This repository implements and demonstrates adversarial attacks on image classification models across multiple datasets.
We explore two types of adversarial attacks:
- FGSM (Fast Gradient Sign Method) - A fast, single-step attack
- C&W (Carlini & Wagner L2) - A powerful optimization-based attack
Both attacks are implemented as:
- Untargeted - Cause any misclassification
- Targeted - Force classification to a specific class
| Dataset | Image Size | Channels | Classes | Training Samples |
|---|---|---|---|---|
| MNIST | 28×28 | Grayscale | 10 digits | 60,000 |
| CIFAR-10 | 32×32 | RGB | 10 objects | 50,000 |
| STL-10 | 96×96 | RGB | 10 objects | 5,000 |
├── models/
│ ├── model.py # MNIST model (SimpleNet)
│ ├── cifar_model.py # CIFAR-10 model (CIFARNet)

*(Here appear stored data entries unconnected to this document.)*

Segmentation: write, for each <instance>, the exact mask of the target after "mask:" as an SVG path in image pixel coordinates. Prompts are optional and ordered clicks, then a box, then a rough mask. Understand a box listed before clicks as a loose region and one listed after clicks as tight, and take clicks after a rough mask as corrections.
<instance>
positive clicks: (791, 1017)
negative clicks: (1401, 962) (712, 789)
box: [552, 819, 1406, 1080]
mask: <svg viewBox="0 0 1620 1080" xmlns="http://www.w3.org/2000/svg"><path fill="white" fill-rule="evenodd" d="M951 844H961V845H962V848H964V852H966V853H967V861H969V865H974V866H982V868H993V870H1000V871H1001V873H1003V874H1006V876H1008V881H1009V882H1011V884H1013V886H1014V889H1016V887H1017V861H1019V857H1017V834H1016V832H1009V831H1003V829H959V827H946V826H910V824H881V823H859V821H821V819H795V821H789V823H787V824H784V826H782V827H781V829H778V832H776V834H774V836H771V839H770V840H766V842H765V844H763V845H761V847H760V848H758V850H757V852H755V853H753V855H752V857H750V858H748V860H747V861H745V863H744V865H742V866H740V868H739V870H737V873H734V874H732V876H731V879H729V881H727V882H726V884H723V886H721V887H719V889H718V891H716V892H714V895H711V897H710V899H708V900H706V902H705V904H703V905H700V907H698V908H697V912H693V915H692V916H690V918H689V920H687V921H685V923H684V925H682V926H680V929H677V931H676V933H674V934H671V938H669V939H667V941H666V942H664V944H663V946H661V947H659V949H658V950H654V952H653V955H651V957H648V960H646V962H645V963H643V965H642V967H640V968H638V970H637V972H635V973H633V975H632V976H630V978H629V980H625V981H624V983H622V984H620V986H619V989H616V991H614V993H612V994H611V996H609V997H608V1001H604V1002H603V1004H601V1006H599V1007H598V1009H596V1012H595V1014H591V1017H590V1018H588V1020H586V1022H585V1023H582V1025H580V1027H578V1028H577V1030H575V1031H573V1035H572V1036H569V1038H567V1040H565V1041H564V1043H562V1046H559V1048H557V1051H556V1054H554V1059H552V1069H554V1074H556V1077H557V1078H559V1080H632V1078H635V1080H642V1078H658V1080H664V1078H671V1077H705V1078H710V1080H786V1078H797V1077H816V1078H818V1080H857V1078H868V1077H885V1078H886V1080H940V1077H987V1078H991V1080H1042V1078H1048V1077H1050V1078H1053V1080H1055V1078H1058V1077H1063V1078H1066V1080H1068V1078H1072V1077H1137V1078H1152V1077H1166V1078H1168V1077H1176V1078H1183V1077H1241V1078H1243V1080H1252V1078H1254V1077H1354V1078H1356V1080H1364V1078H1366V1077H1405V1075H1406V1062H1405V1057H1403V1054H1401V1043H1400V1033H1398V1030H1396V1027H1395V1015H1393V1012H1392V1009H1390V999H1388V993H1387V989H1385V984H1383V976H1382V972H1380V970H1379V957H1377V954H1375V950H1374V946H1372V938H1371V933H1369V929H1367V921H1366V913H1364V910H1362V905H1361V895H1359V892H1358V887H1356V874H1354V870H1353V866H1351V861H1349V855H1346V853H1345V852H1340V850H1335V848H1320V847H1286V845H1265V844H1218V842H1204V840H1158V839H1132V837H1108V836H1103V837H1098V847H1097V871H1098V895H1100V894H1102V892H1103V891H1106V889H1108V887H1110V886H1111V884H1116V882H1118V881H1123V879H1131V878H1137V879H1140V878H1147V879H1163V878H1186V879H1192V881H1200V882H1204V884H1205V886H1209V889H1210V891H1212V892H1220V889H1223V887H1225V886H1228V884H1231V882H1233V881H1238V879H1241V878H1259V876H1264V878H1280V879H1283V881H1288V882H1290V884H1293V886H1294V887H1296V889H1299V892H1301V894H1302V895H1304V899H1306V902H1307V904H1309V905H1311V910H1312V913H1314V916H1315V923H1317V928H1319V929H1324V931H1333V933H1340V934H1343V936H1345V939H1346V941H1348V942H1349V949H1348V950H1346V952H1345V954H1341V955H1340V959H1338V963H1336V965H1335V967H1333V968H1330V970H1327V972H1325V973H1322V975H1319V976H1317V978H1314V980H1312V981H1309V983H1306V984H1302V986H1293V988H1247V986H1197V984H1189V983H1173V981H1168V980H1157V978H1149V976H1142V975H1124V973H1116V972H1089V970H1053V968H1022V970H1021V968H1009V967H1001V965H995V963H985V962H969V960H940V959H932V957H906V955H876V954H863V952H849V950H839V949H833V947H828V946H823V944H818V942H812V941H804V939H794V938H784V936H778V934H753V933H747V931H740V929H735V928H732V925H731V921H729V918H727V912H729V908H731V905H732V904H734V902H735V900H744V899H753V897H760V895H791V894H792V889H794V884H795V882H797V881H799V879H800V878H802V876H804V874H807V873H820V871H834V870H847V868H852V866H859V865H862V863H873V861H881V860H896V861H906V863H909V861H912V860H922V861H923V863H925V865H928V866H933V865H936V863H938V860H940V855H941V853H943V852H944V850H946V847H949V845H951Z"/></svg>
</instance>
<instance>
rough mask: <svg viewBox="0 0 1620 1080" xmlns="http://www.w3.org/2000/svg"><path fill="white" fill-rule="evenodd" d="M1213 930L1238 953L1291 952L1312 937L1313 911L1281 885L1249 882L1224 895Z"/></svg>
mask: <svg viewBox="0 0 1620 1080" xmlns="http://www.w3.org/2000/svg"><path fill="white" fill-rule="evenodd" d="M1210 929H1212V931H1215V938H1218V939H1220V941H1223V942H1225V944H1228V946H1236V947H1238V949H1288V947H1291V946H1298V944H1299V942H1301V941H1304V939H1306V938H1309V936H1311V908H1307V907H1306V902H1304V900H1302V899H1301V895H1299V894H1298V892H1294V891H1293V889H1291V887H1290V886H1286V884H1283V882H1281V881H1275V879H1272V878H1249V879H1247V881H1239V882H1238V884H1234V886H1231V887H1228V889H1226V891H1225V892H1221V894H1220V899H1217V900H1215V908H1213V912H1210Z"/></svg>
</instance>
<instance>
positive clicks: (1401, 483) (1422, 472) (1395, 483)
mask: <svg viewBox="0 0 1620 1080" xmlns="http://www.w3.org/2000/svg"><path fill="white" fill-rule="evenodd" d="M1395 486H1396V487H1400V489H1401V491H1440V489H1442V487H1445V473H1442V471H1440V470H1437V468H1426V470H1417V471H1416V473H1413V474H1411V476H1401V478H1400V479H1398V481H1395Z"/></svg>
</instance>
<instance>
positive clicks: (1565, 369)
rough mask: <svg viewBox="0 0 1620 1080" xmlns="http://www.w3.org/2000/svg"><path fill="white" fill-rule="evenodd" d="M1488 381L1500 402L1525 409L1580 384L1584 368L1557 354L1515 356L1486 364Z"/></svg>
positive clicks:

│ └── stl_model.py # STL-10 model (STLNet)
│
├── training/
│ ├── train_model.py # Train MNIST classifier
│ ├── train_cifar.py # Train CIFAR-10 classifier
│ └── train_stl.py # Train STL-10 classifier
│
├── attacks/
│ ├── fgsm_attack.py # FGSM attack on MNIST
│ ├── fgsm_attack_cifar.py # FGSM attack on CIFAR-10
│ ├── fgsm_attack_stl.py # FGSM attack on STL-10
│ ├── cw_attack.py # C&W attack on MNIST
│ ├── cw_attack_cifar.py # C&W attack on CIFAR-10
│ ├── cw_attack_stl.py # C&W attack on STL-10
│ ├── targeted_attack.py # Targeted attacks on MNIST
│ └── targeted_attack_stl.py # Targeted attacks on STL-10
│
├── results/ # Generated images from attacks
│
├── data/ # Downloaded datasets (gitignored)
├── requirements.txt
└── README.md
pip install -r requirements.txtRequirements:
- PyTorch >= 2.0.0
- torchvision >= 0.15.0
- matplotlib >= 3.7.0
- numpy >= 1.24.0
# Train MNIST model (~99% accuracy)
python train_model.py
# Train CIFAR-10 model (~75-80% accuracy)
python train_cifar.py
# Train STL-10 model (~60-70% accuracy)
python train_stl.py# FGSM attacks
python fgsm_attack.py # MNIST
python fgsm_attack_cifar.py # CIFAR-10
python fgsm_attack_stl.py # STL-10
# C&W attacks
python cw_attack.py # MNIST
python cw_attack_cifar.py # CIFAR-10
python cw_attack_stl.py # STL-10# Force MNIST digits to classify as "1"
python targeted_attack.py
# Force STL-10 images to classify as "bird"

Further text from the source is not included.